U.S. Department of Education Does Their Homework

Recently I’ve been doing some reading about the evolution of online learning.  I stumbled upon a study conducted by U.S. Department of Education called Evaluation of Evidence-Based Practices in Online Learning.  It immediately sparked my interest as it seemed to be just the verification I’ve been looking for to confirm a set of facts that many educators have believed to be true for over a decade. The report is full of concrete findings despite some critics reaching for arbitrary arguments based on limited samplings, which is completely unfounded.  The report stands on it’s own and includes some unique findings.  In particular students who took all or part of their class online performed better, on average, than those taking the same course through traditional face-to-face instruction.  Noting in addition that learners who took blended courses performed the best.

In reading the report, one of the most interesting points I found was online learning can be enhanced by giving learners control of their interactions with media and prompting learner reflection.  Learning in 2009, is about creating one’s own environment to explore and glean from.  Providing students with access to options and collaborative activities sets the stage for personal path learning.  Personal path learning bring to light an unrestricted environment where one can expand their mind to include unlimited information and knowledge.  Further proof that traditional text book teaching without integrated technology and veteran instructional design techniques is less about learning and more about regurgitating facts in a restricted milieu.
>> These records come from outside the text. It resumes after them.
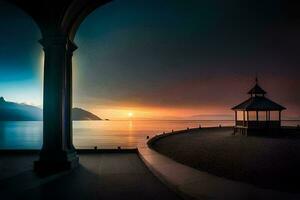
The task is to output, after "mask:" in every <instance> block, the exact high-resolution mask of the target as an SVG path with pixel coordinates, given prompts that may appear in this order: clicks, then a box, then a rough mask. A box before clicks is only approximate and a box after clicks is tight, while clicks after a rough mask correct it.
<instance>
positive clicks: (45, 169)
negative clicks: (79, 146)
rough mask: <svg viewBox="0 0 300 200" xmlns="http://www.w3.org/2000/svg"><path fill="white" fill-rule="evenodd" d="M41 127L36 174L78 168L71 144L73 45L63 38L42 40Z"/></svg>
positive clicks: (34, 169) (62, 37)
mask: <svg viewBox="0 0 300 200" xmlns="http://www.w3.org/2000/svg"><path fill="white" fill-rule="evenodd" d="M40 43H41V44H42V45H43V47H44V53H45V61H44V62H45V63H44V102H43V103H44V106H43V115H44V124H43V134H44V135H43V146H42V150H41V152H40V158H39V160H38V161H36V162H35V163H34V170H35V171H36V172H39V173H54V172H58V171H62V170H68V169H71V168H73V167H75V166H77V165H78V160H79V159H78V157H77V155H76V151H75V148H74V146H73V143H72V120H71V108H72V55H73V51H74V50H75V49H76V48H77V47H76V45H75V44H74V43H73V42H71V41H70V40H69V38H68V37H67V36H65V35H60V34H59V35H55V36H49V37H44V38H43V39H42V40H41V41H40Z"/></svg>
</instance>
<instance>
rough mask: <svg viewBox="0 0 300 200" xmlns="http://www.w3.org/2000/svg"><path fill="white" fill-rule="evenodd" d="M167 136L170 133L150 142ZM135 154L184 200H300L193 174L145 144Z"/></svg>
mask: <svg viewBox="0 0 300 200" xmlns="http://www.w3.org/2000/svg"><path fill="white" fill-rule="evenodd" d="M190 131H193V130H190ZM182 132H183V131H180V132H176V133H173V134H178V133H182ZM167 135H170V133H169V134H163V135H158V136H156V137H154V138H152V139H151V140H155V139H158V138H161V137H166V136H167ZM138 151H139V155H140V157H141V158H142V160H143V161H144V162H145V164H146V165H147V166H148V168H149V169H150V170H151V171H152V172H153V174H155V175H156V176H157V177H158V178H159V179H160V180H161V181H162V182H164V183H165V184H166V185H168V186H169V187H170V188H171V189H172V190H174V191H175V192H177V193H178V194H179V195H181V196H182V197H183V198H185V199H203V200H204V199H231V200H233V199H238V200H240V199H263V200H266V199H273V200H274V199H300V194H291V193H285V192H279V191H274V190H268V189H261V188H258V187H255V186H253V185H250V184H246V183H242V182H237V181H232V180H228V179H225V178H221V177H217V176H214V175H211V174H209V173H206V172H203V171H200V170H196V169H194V168H191V167H188V166H186V165H183V164H180V163H178V162H175V161H174V160H172V159H170V158H168V157H166V156H164V155H161V154H159V153H158V152H156V151H154V150H152V149H150V148H149V147H148V145H147V144H141V145H140V146H139V148H138Z"/></svg>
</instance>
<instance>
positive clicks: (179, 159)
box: [151, 128, 300, 193]
mask: <svg viewBox="0 0 300 200" xmlns="http://www.w3.org/2000/svg"><path fill="white" fill-rule="evenodd" d="M151 146H152V148H153V149H155V150H156V151H158V152H159V153H162V154H164V155H166V156H168V157H170V158H172V159H174V160H176V161H178V162H180V163H183V164H186V165H188V166H191V167H194V168H196V169H200V170H204V171H207V172H209V173H212V174H215V175H218V176H223V177H226V178H229V179H233V180H238V181H244V182H248V183H251V184H255V185H258V186H260V187H263V188H272V189H276V190H281V191H289V192H297V193H300V184H299V181H300V139H299V137H293V138H267V137H254V136H252V137H250V136H248V137H245V136H232V129H231V128H214V129H199V130H197V131H192V132H190V133H182V134H174V135H170V136H167V137H163V138H161V139H158V140H156V141H155V142H154V143H152V145H151Z"/></svg>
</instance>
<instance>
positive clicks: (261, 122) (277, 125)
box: [236, 121, 281, 128]
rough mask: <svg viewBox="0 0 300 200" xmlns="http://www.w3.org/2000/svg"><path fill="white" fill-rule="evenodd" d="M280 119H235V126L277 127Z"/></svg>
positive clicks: (260, 127) (277, 126) (251, 127)
mask: <svg viewBox="0 0 300 200" xmlns="http://www.w3.org/2000/svg"><path fill="white" fill-rule="evenodd" d="M280 125H281V123H280V121H236V126H243V127H248V128H278V127H280Z"/></svg>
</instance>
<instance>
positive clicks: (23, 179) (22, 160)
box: [0, 152, 180, 200]
mask: <svg viewBox="0 0 300 200" xmlns="http://www.w3.org/2000/svg"><path fill="white" fill-rule="evenodd" d="M36 158H37V155H36V154H35V155H26V154H22V155H14V156H4V155H1V156H0V169H1V171H0V174H2V173H5V172H7V175H3V176H0V199H1V200H6V199H9V200H10V199H22V200H23V199H31V200H35V199H49V200H50V199H51V200H53V199H74V200H75V199H82V200H93V199H95V200H96V199H101V200H102V199H107V200H112V199H118V200H123V199H126V200H127V199H128V200H129V199H130V200H135V199H137V200H139V199H140V200H144V199H145V200H147V199H149V200H158V199H161V200H168V199H170V200H176V199H180V198H179V197H178V196H177V195H176V194H175V193H174V192H173V191H171V190H169V189H168V188H167V187H166V186H165V185H163V184H162V183H161V182H160V181H159V180H158V179H157V178H156V177H155V176H153V174H152V173H151V172H150V171H149V170H148V169H147V167H146V166H145V165H144V163H143V162H142V161H141V159H140V158H139V157H138V155H137V153H136V152H134V153H122V152H119V153H81V154H79V158H80V167H79V168H78V169H76V170H73V171H71V172H70V173H63V174H61V175H60V176H57V175H56V176H52V177H47V178H39V177H37V176H35V174H34V173H33V172H32V170H31V169H32V161H33V160H35V159H36ZM2 161H4V162H2ZM8 165H10V166H8Z"/></svg>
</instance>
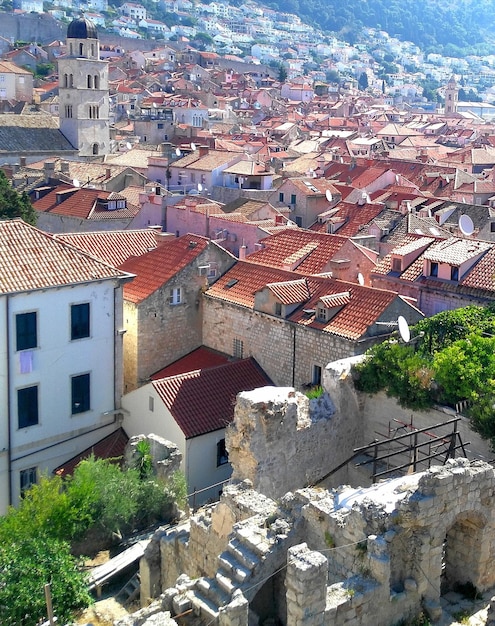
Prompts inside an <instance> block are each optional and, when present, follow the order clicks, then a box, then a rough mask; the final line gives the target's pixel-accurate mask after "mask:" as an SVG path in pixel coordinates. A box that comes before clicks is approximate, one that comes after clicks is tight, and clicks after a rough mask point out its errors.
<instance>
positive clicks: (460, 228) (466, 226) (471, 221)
mask: <svg viewBox="0 0 495 626" xmlns="http://www.w3.org/2000/svg"><path fill="white" fill-rule="evenodd" d="M459 230H460V231H461V233H462V234H463V235H465V236H466V237H469V235H472V234H473V232H474V224H473V220H472V219H471V218H470V217H469V215H466V214H464V215H461V217H460V218H459Z"/></svg>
Sitting in an old fashioned desk does not prevent a student from 21st century learning however.  It is crucial that face-to-face traditional learning include team assignments to foster independent thinking and an appreciation for diversity.  While online learning work through the challenge of creating a personal experience that involves human interaction and accountability.

No doubt having the report released from the US Department of Education provides credibility and reinforcements to those that have worked hard to create a strong reputation of alternative learning styles and environments.  Nevertheless, the sigh of relief will be short lived as online proponents continue to press forward delighting in innovative technology and discovering new ways to engage learners.